Wedbush Morgan analyst Michael Pachter lowered his 12-month price target for both Activision Blizzard and THQ shares on Monday, citing "market contraction."
Despite Activision Blizzard's strong performance and promising slate of upcoming titles in the Warcraft, Guitar Hero, Bond and Call of Duty franchises, he trimmed his price target to $18 from $22.50.
"This is at the lower end of Activision’s historical multiple range to reflect recent market valuation contractions," he wrote in a research note.
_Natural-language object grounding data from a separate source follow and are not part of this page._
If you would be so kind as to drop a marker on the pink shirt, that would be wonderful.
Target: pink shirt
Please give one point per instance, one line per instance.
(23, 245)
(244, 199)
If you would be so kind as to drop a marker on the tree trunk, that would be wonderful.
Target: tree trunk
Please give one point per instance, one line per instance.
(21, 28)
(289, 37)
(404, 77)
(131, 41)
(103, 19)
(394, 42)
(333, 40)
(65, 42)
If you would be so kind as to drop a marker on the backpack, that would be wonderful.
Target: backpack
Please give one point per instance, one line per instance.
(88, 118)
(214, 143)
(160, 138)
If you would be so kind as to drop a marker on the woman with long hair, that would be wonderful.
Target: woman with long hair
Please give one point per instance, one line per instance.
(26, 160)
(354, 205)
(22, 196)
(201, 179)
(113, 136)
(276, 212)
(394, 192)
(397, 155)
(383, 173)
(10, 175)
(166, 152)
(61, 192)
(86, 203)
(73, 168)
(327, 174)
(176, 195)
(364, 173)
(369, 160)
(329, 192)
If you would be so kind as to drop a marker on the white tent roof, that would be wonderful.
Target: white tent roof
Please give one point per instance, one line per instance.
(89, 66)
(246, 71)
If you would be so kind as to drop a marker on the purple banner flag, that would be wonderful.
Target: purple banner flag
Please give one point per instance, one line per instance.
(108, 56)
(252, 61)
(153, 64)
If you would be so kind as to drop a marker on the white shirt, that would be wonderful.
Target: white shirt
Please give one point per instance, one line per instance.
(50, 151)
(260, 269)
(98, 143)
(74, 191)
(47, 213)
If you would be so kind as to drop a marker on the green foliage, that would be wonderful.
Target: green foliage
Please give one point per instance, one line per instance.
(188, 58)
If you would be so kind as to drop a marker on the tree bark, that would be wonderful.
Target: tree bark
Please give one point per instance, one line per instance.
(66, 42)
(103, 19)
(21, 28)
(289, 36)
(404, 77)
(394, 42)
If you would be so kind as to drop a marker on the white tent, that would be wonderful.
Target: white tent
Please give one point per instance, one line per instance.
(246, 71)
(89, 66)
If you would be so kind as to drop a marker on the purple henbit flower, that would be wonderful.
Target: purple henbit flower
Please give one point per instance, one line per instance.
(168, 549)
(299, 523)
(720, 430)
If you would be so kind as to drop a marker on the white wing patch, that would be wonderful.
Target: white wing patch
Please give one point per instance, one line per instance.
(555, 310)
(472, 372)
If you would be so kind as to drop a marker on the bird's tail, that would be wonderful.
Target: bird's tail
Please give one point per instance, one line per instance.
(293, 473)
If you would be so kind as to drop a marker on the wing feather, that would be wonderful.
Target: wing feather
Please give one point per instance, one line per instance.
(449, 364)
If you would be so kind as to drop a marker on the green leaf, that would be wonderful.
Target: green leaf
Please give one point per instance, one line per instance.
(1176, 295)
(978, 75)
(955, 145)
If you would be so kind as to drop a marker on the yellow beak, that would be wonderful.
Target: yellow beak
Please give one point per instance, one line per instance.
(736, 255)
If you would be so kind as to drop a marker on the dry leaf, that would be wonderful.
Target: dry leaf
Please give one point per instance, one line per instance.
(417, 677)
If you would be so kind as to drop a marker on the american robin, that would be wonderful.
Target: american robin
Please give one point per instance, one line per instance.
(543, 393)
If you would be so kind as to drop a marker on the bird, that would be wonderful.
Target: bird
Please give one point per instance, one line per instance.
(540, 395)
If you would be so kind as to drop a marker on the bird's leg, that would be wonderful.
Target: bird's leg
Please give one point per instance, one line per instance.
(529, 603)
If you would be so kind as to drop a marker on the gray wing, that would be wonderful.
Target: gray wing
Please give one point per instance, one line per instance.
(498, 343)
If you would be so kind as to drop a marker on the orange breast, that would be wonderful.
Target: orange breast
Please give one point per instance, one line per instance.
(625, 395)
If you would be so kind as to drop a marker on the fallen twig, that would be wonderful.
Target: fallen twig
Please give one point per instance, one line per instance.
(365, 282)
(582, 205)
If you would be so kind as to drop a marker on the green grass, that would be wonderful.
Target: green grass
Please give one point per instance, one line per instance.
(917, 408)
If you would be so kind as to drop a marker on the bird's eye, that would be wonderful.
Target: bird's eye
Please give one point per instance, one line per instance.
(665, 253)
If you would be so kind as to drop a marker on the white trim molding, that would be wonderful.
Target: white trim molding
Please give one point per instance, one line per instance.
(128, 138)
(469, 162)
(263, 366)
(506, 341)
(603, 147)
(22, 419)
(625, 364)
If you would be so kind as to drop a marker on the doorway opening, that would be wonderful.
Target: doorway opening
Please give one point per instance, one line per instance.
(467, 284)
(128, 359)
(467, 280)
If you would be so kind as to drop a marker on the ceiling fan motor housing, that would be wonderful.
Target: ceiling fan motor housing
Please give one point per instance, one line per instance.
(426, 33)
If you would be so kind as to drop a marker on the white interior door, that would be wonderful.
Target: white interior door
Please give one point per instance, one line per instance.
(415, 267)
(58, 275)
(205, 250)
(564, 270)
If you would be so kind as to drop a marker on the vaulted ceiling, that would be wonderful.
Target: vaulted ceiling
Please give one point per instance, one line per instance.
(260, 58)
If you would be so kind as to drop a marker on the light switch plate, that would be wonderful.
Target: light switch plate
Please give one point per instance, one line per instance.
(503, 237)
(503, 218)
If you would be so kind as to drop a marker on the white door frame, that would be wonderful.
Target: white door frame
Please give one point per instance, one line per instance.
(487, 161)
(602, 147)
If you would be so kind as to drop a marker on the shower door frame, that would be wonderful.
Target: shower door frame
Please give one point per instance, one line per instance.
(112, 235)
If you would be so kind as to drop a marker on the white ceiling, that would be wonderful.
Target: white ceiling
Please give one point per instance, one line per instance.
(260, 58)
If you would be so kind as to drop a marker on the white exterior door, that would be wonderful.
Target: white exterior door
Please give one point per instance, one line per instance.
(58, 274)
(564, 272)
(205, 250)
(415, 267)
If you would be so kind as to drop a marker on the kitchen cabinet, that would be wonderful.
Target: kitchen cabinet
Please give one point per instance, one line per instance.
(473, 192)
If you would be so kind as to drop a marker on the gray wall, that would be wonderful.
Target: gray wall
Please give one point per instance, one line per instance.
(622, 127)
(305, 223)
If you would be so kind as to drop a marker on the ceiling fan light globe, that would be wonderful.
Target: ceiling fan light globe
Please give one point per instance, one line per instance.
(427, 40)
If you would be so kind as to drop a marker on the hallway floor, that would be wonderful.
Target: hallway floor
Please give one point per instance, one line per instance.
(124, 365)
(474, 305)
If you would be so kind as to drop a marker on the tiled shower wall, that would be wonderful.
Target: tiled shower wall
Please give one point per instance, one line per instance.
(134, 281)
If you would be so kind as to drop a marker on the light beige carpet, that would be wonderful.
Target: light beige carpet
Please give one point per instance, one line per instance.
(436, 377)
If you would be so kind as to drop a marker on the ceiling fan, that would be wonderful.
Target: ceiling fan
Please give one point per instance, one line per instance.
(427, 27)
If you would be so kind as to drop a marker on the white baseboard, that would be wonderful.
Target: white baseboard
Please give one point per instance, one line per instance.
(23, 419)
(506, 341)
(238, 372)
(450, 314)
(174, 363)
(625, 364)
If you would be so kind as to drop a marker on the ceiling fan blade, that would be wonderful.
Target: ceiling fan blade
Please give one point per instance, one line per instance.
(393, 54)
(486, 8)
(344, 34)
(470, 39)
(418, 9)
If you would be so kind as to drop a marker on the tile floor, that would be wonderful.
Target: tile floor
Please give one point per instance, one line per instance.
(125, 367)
"We believe that Activision provides a large cap alternative for investors interested in exposure to the videogame business. The company is well managed, and we believe that it is well positioned to deliver sustainable, predictable revenue and earnings growth, warranting a premium valuation."
He rates the company's stocks as a "strong buy." Activision Blizzard will be announcing its Q2 earnings on November 5.
Ahead of fiscal Q2 results, Pachter lowered his 12-month price target for THQ to $14 from $22, citing again "recent market contraction," but also "poor execution for the last 18 months."
He also lowered FY09 estimates for the company to $1.1 billion from $1.16 billion, missing corporate guidance. Pachter still rates THQ shares as "strong buy."
THQ recently released Saints Row 2 and De Blob.